Lynn Alexander as a little girl in her mom’s arms.

Lynn Alexander as a little girl in her mom’s arms.

Guts to Do a Tri, Guts to Take Career Risks

Alexander took part in one of the earliest years of the Tri with a group of WEX women. She participated as an individual, which meant she was responsible for completing all three legs of the race. About the Tri, Alexander says it was “Inspiring and emotional at the same time. I don’t think there’s anything like it. At least in the state of Maine. It was an incredibly moving experience, for many reasons.” 

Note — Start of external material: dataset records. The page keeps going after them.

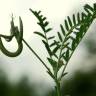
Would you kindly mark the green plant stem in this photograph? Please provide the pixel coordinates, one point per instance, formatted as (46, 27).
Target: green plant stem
(58, 91)
(36, 54)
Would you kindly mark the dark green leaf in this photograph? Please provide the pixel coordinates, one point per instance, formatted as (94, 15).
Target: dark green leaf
(64, 74)
(54, 43)
(74, 19)
(56, 56)
(67, 55)
(53, 63)
(67, 38)
(78, 17)
(65, 45)
(51, 74)
(55, 49)
(87, 11)
(73, 45)
(66, 25)
(47, 47)
(39, 12)
(60, 37)
(62, 55)
(61, 63)
(62, 29)
(44, 18)
(69, 20)
(89, 7)
(95, 7)
(51, 37)
(83, 15)
(46, 23)
(40, 34)
(48, 29)
(72, 38)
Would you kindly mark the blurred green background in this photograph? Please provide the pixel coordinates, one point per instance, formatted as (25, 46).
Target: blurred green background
(81, 78)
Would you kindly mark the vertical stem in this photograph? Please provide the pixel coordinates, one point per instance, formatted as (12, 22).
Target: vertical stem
(36, 54)
(58, 91)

Lynn Alexander, with her husband James Alexander, after completing Maine’s Tri for a Cure in 2011

Lynn Alexander, with her husband, James Alexander, after completing Maine’s Tri for a Cure in 2011

Committing to a triathlon takes guts. It’s clear from talking to Alexander that she doesn’t allow fear to stop her from attaining her goals. “Some of the absolute best things I’ve ever done, the ones with the biggest payoff, have resulted from the scariest decisions I’ve had to make.  If I could, I would tell my 18-year-old self to take smart risks and try the things you’re most afraid of doing.”  She goes on to describe a risk she took at WEX that she feels was pivotal to her growth as an employee: “One of the most memorable decisions I had to make was related to the story I told earlier about how I spent 10-12 years building out the fraud department. That was my comfort zone. I knew the position inside and out. I knew the function inside and out. But I was looking for something more. So, my head was telling me to figure out how to continue to grow my career. Everybody gets comfortable in their zone so when I was offered the opportunity to make that leap into something completely different it was incredibly scary at the time. Everything in me was holding me back and saying no, stay with what you know and what you know you’re good at and that imposter syndrome really set in where there was some fear that I would not be successful but I pushed through it, made the leap and I’m so glad I did.”

Alexander’s wisdom and work ethic, her focus on training and sharing knowledge, make her an exceptionally valuable member of WEX’s team. We’re so glad she made that decision 26 years ago to put down roots here in Maine, and create a career for herself here with us at WEX.